Aside from the lines that are laid down in the fundamental classification
contained in the Corporation Law, there seems to be no limit upon the
legitimate activities of corporate enterprise. For instance, a corporation
organized for commercial purposes can lawfully engage in any one of the
thousand or more activities which may be imagined under the head of
commercial; but it must abstain from activities peculiar to the forms of
corporate enterprise for which special provisions are made.
This implies that the word "purpose" as used in the expression "the
purpose for which the corporation is formed," in subsection 2 of section 6 of
the Corporation Law, may properly be conceived as including the plural as
well as the singular. But the purposes, when there are more than one, must
be capable of being lawfully combined, that is not obnoxious to the
classification created by the law.
It is not necessary, and indeed will rarely be found desirable, to attempt to
set out in the articles of incorporation the multitude of activities in which the
corporation can engage incidentally, as reasonably necessary to
accomplish the purpose or purposes for which the corporation was
primarily formed. There is general authority for the exercise of all such
implied powers in section 13 of the Corporation Law, and they need not be
expressed.
Returning now to the second clause of the proposed articles of
incorporation for "Siuliong y Compañia, Incorporated," I entertain a doubt
as to the propriety of admitting into that document the words "discounts of
notes, bills, and other negotiable documents" and "the buying and selling of
bills, bonds, stocks, and shares of mercantile and industrial partnership, as
well as mercantile documents of every sort." The reason simply is that in so
far as it is necessary to engage in these activities for the accomplishment
of the general purposes of the corporation, it may all be done in the
exercise of the implied power expressed in section 13; and the insertion
into the articles of the words quoted may give rise to the inference that the
incorporators may desire to engage in a line of business appropriate only to
corporations created for banking purposes. (See sec. 116 of Act No. 1459.)

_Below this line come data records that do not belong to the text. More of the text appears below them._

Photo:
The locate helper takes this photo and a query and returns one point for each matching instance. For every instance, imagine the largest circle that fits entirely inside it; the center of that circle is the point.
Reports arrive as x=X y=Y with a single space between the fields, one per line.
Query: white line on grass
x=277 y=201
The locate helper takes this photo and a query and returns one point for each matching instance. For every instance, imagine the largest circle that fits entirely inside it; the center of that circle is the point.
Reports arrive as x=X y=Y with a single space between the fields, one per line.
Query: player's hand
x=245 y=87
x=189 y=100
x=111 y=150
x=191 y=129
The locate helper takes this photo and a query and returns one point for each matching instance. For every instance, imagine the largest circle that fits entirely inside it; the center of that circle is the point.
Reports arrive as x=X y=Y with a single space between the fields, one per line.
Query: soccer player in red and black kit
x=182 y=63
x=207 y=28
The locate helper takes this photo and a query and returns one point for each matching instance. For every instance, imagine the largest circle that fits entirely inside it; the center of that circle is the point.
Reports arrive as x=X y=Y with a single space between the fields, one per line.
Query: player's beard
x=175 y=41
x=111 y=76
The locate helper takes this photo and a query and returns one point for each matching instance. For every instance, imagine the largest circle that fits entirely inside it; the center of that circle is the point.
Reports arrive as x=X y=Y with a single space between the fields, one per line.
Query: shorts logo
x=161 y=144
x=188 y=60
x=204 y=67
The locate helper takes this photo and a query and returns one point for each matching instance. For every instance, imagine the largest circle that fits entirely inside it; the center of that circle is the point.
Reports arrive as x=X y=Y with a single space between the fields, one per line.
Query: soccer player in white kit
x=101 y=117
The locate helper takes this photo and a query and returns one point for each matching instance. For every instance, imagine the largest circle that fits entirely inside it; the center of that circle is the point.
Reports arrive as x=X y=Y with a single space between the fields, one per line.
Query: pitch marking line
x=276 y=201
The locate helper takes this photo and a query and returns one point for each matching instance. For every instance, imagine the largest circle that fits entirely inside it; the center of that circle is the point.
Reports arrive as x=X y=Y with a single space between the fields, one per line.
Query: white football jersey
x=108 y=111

On the other hand, it may be said that the activities expressed in the words
quoted are those peculiar to the business of stock-brokers; and one reason
is apparent why the business of stock-broking might not be lawfully
combined under one corporate chapter with the other mercantile activities
mentioned in the second clause of the articles.
On the whole, as I understand the opinion written by Justice Johnson, this
court intends to hold that the second clause of the proposed articles, when
property interpreted, means that the company to be formed intends
primarily to dedicate itself to industrial and mercantile activities, as its
principal object and that the other activities mentioned are purely
subordinate. I have no special criticism to make of this view; and inasmuch
as the interpretation which the court thus places upon the proposed charter
removes the possibility that the corporation may, under the protection
thereof, engage in illegitimate lines of enterprise, I am content to express
my concurrence in the result reached by the court. But I really think the
proposed articles ought to be amended.